Last, but most important, is that as executive dominance derives from within parliaments, the solutions should be sought there. The operations of the Australian Senate as a consequence of proportional representation in acting as a house of review since the 1970s show how bicameralism properly constructed can improve scrutiny of executive government, broaden debate and give voice to minority, but not irrelevant, interests.

The fact that reform of upper houses in some Australian states (South Australia, Victoria) and overseas (Britain, Germany) has occurred or is on the agenda reflects renewed interest in addressing elective dictatorship issues through a more invigorated bicameral parliamentary system.

There remain challenges. Despite ending hereditary peers in the House of Lords, that chamber remains unelected, as does the Canadian Senate. In South Australia, Premier Mike Rann's promise to explore the abolition of the state's Legislative Council, has caused uncertainty about the fate of this extensively reformed chamber. We have yet to assess the reforms of the Victorian upper house, and in Queensland a restored upper house is denounced by both sides of politics.

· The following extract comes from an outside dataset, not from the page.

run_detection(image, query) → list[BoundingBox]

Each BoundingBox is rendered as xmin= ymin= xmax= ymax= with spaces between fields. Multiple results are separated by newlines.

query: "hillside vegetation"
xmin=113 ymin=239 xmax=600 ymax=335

At a time when a bill of rights is again being proposed there is a need to explore the benefits of a bicameral parliamentary system whose own democratic credentials constitutes a far more substantial accountability hurdle to executive government than any creation of ordinary statue law. Our recent publication Restraining Elective Dictatorships: The Upper House Solution? assesses the capacity of upper houses to tackle executive government dominance. It features 21 contributions from academics, parliament, the judiciary and elected officials, and includes rigorous examinations of
the roles of upper houses in Australia, Britain, Canada and the United States.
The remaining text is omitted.